Ukrayna’yı da yine Selenge’den öğrendik. Vikinglerin gelip Hazar Yahudileri üzerinde egemenlik kurduğu, daha sonra gelen Batu Han’ın ordularının Kiev’i yerle bir ettiği, Kırım Hanlığı’na tekabül eden Tatar hanlıklarının kurulduğunu görüyoruz. “Kozak”ları görüyoruz. Hıristiyan olan Kozaklar bugünkü Kozaklardır, Müslüman ya da Şamanist olan Kozaklar ise Nogaylar ve Tatarları oluşturuyor.
Türk tarihinin en önemli kaynakları Selenge’deydi
Sadece Rusya tarihini değil, Türk tarihini de gerçekten veri temelinde Selenge Yayınları’na borçluyuz. Ayrıca; Kırgızistan, Özbekistan ve Kazakistan’ı Zeki Velidi Togan’ın Türk Türkolojisinden incelediğimiz zaman, bunların aynı kabilelerin farklı coğrafi bölgelerdeki adları olduğu görülür. Cengiz Han’ın Altın Ordu sürecinde; Kazan’a, Kırım’a, Şeyban ordusuna ve Batı Orda’ya dağıttığı Altın Uruklar dışında, bu bölgede Kıpçak halklarını organize ederek oluşturduğu bir yapı vardır. Kazakistan’a da bu anlamda baktığımızda, detayla Argunlar, Kereyler, Kıpçaklar gibi esas olarak Altın Ordu uruklarının (Altın Uruk) olduğunu görmekteyiz. Bu sentez, Cengiz Han döneminde oluşmuştur.
Selenge Yayınları, bu bilgileri bize çok çıplak bir şekilde vermiştir. Mesela, Reşidüddin tarihini okuduğumuz zaman ilginç veriler vardır.

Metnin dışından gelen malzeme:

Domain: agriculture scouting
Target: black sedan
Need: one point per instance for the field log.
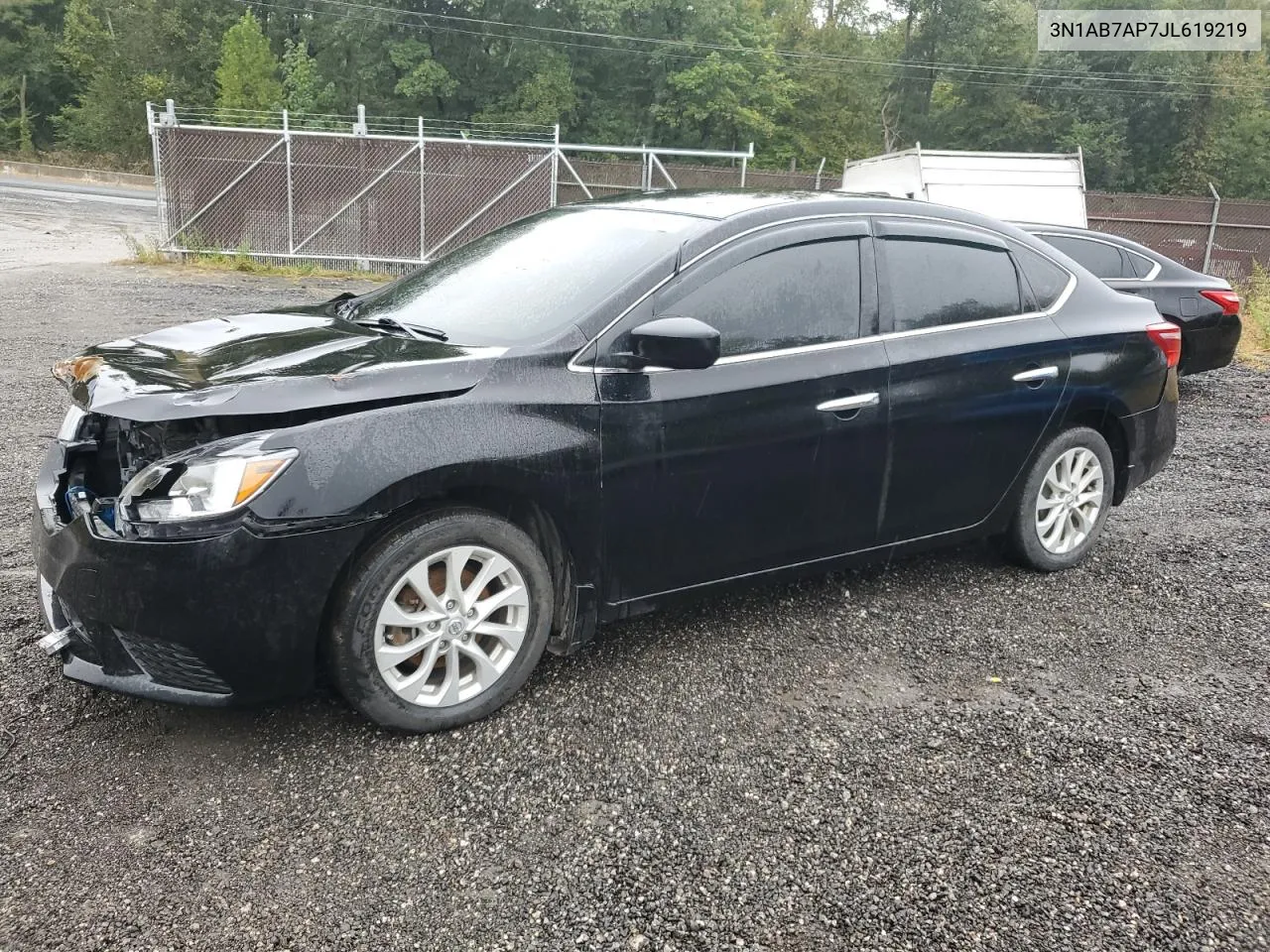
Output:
(571, 420)
(1206, 307)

Lütfen Selenge’ye tekrar dönün, Selenge’nin sunduğu mercekle, bilimsel bakış açısıyla kritik/eleştirel bir okuma yapın. Karşımıza birdenbire Türk dünyasındaki sentezler çıkar: İskitler dönemi, Hun dönemi, Avar dönemi, arkasından Göktürk dönemi ve onun ardından Altın Ordu dönemiyle birlikte kesintisiz bir Türk tarihi oluşur.
Gumilyev’in anti okuması
Türklerin sadece Ötüken’den çıkmış bir etnojenez olmadığı, bozkır üzerinde at evcilleştiren ve bir uçtan bir uca kadar göçebe yaşarken yerleşikliğe geçen, sonra tekrar göçebe olan 3-4 bin yıllık bir tarihe sahip bir etnojenez olduğu ortaya çıkar. Bozkırda Hunlarla Gotların beraberliğini inceleyen Gumilyev ise “Hunlar değil bunlar, Kun” diyerek Rusçu tarihçilik yapmıştır. Yine de, Selenge dürüstçe bunu çevirip yayınlamıştır. Okumasını bilen bir göz, eleştirel bakışla bunu ayırabiliyor.

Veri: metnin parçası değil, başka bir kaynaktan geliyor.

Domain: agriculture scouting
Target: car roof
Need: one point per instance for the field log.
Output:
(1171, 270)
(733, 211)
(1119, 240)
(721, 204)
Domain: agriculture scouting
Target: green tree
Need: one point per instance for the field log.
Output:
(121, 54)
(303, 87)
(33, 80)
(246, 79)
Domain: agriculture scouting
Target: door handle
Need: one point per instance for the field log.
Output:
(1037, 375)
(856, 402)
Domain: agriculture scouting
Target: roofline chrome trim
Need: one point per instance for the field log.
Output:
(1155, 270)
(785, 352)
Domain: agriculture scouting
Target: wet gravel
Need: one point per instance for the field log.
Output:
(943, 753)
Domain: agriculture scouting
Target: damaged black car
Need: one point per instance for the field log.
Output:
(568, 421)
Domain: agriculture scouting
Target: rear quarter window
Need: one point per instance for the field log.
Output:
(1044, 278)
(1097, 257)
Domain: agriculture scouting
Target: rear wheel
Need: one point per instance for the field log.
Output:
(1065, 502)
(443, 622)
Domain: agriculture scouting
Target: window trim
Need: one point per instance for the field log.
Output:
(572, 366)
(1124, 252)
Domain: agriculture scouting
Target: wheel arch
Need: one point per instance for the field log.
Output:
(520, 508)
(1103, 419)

Bulgarların, Macarların, bozkırdaki diğer halkların aynı şekilde bu sürecin ürünü olduğunu ve sonuç olarak bu bölgede aslında Rusların olmadığını görüyoruz. Bu etnojenezi Ruslaştırmak mümkün değildir, tersine Ruslar bu etnojenezden doğmuş durumdalar.
Gumilyev’le ve Rus Avrasyacılığı ve Rus Türkolojisi yapanların anti-okumasını yaptığınız zaman ortaya ne çıkıyor?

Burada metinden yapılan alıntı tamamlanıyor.